The anti-war movement faces its biggest challenge yet — politics
Four weeks after Democrats rode a wave of anti-war discontent to gain control of the US House and Senate, only four protestors show up to the weekly “Bridges for Peace” demonstration on the Casco Bay Bridge. Bundled in heavy coats, knit caps, and thick gloves, they stand in a line on the South Portland side holding signs to “End the Occupation” and “Stop Funding the Oil Wars.” Cars and trucks serenade them with honks. One twenty-something beefcake leans out of his passenger window and screams “Scum!” So goes another Sunday afternoon at the vigil, which has gone on every week since the fall of 2002. But despite the four years these activists have had to hone their vision for peace, none of them agree on exactly how the country should get out of Iraq, what “immediate withdrawal” means temporally, or how to contain what we’ll leave behind. It’s never been their job to confront the devil in those details.
THE FEW, THE CHILLY: Congress Square protesters.
“The only hope we have now is the Democrats will actually chair committees,” says Andy, a 49-year-old activist from South Portland who declines to give his last name because he works for the government. He’s wearing a navy blue visor and “Impeach Bush” and “Kucinich Means Courage” buttons. The freezing noontime air has turned his nose pink. “What they do with that, who knows? My hope is that they’ll come out with a clear message. You’ve got a lot of big, intelligent people — former generals, former CIA people, folks that are clearly much more informed as to what’s needed, more than people like me.”

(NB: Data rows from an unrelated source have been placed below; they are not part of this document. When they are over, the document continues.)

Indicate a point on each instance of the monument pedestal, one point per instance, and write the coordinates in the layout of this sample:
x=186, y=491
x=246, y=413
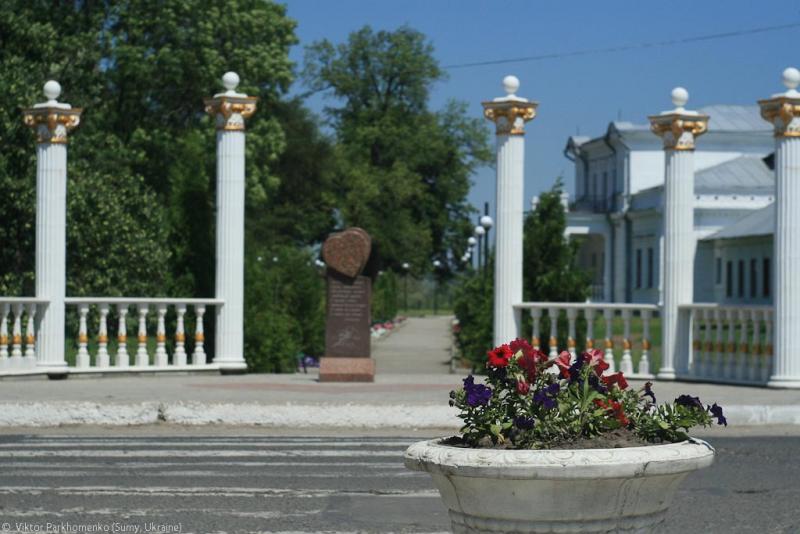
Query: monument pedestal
x=346, y=370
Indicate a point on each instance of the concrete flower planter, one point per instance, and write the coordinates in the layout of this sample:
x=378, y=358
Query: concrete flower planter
x=587, y=490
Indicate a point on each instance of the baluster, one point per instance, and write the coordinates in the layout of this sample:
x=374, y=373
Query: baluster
x=553, y=314
x=179, y=358
x=766, y=368
x=719, y=360
x=103, y=360
x=589, y=314
x=744, y=350
x=626, y=364
x=199, y=355
x=697, y=346
x=123, y=360
x=754, y=366
x=608, y=315
x=4, y=363
x=644, y=361
x=29, y=362
x=730, y=353
x=708, y=343
x=161, y=359
x=15, y=362
x=536, y=315
x=83, y=361
x=572, y=314
x=142, y=357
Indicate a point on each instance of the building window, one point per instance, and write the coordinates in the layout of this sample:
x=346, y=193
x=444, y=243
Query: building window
x=638, y=268
x=740, y=285
x=729, y=279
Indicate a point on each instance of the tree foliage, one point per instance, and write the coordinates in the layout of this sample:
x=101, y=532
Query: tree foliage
x=401, y=170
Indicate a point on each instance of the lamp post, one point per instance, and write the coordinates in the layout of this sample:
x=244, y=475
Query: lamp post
x=406, y=267
x=436, y=265
x=486, y=224
x=479, y=233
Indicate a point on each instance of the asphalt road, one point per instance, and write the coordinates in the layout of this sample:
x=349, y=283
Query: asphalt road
x=226, y=482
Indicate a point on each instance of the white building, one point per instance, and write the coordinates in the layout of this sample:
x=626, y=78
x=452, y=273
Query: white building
x=617, y=209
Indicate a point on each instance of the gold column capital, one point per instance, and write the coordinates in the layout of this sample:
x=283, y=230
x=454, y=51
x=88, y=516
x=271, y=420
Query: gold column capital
x=509, y=116
x=679, y=129
x=783, y=112
x=52, y=124
x=230, y=111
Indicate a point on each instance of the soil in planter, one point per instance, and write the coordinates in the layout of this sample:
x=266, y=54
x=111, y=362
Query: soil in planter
x=615, y=439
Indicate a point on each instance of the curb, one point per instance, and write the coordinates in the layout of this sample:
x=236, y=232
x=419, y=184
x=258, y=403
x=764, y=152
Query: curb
x=290, y=415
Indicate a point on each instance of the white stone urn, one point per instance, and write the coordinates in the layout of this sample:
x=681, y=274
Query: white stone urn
x=584, y=490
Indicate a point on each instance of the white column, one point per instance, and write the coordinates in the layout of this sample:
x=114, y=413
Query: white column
x=51, y=120
x=509, y=113
x=678, y=128
x=783, y=111
x=230, y=109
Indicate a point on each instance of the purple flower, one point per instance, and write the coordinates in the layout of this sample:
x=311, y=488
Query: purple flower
x=648, y=391
x=716, y=411
x=524, y=423
x=545, y=396
x=477, y=394
x=689, y=402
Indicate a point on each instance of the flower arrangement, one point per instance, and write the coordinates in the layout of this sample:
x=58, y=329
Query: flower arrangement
x=531, y=401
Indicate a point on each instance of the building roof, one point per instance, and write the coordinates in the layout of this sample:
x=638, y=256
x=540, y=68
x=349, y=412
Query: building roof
x=759, y=223
x=745, y=173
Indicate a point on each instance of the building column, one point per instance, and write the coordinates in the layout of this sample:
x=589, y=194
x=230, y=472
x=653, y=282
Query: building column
x=678, y=128
x=783, y=111
x=509, y=113
x=230, y=109
x=52, y=120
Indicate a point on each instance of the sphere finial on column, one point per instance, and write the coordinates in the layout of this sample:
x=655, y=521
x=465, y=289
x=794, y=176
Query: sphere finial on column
x=680, y=97
x=52, y=90
x=511, y=85
x=230, y=80
x=679, y=127
x=782, y=110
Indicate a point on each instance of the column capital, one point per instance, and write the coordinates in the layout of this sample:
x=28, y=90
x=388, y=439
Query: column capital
x=230, y=109
x=52, y=120
x=783, y=109
x=679, y=127
x=510, y=113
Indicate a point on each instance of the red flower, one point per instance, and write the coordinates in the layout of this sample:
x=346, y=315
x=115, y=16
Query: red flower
x=563, y=362
x=615, y=407
x=520, y=344
x=499, y=356
x=595, y=358
x=617, y=379
x=529, y=361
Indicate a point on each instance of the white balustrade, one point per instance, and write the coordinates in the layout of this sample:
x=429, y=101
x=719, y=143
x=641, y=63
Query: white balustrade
x=18, y=339
x=585, y=314
x=93, y=316
x=730, y=344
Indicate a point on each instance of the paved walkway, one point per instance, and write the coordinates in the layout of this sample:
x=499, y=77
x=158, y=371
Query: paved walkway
x=420, y=346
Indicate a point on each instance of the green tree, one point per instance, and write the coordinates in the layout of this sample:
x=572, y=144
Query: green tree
x=402, y=171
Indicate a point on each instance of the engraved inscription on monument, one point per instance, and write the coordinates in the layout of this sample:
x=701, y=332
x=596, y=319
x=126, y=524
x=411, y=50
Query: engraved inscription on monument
x=348, y=317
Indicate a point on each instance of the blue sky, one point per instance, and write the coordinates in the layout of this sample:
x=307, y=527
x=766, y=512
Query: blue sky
x=583, y=93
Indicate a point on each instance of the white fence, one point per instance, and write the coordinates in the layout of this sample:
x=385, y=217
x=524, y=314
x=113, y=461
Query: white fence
x=600, y=321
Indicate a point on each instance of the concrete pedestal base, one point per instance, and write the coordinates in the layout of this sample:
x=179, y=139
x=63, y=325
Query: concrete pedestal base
x=346, y=370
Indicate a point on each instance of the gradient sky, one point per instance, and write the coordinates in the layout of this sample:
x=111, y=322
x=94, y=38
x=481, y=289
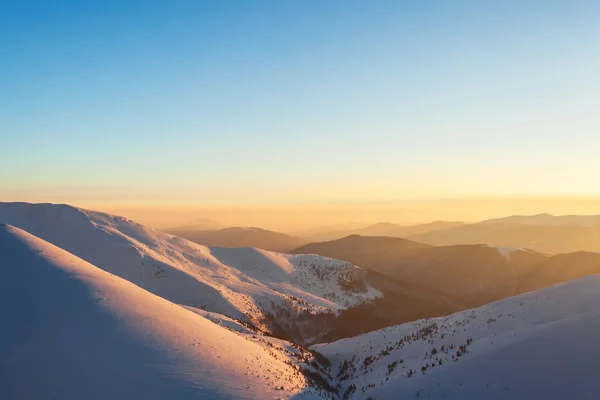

A station wagon honks as it passes him.
“I don’t have a clue what’s needed.”
Everybody’s talking about
But the time has come for activists like Andy to find a clue. November 7, election day, couldn’t have been more important for any other anti-Bushie group than the anti-war movement, which earned a nationwide pat on the back when American voters turned en masse to Democrats who had successfully linked the Bush administration with the bloody nightmare that is the war in Iraq. Democrats gained 31 seats to snag the majority in the US House of Representatives and six seats for control over the US Senate. It is the first time since 1994 that the Dems have had control of both branches of Congress. The dissing of the Republicans reveals, as Boston Globe columnist Scott Lehigh wrote on November 8, that “the country has concluded [Bush] made a huge mistake in going to war.” (It also led to the resignation of defense secretary Donald Rumsfeld the day after the election. Rumsfeld’s replacement, Robert Gates, was confirmed by the Senate on December 6; so far, he seems like less of a war hawk than Rumsfeld.)
But everything sweet comes at a price. The anti-war movement must now sharpen its goals to a point if it plans to play any significant role in what happens to American soldiers in Iraq. As Congress takes its holiday break, what to do with Iraq is the topic of every major news debate on television, some politician’s new withdrawal plan is on the front page of national newspapers almost every day, and the president has finally admitted publicly that we are losing the war.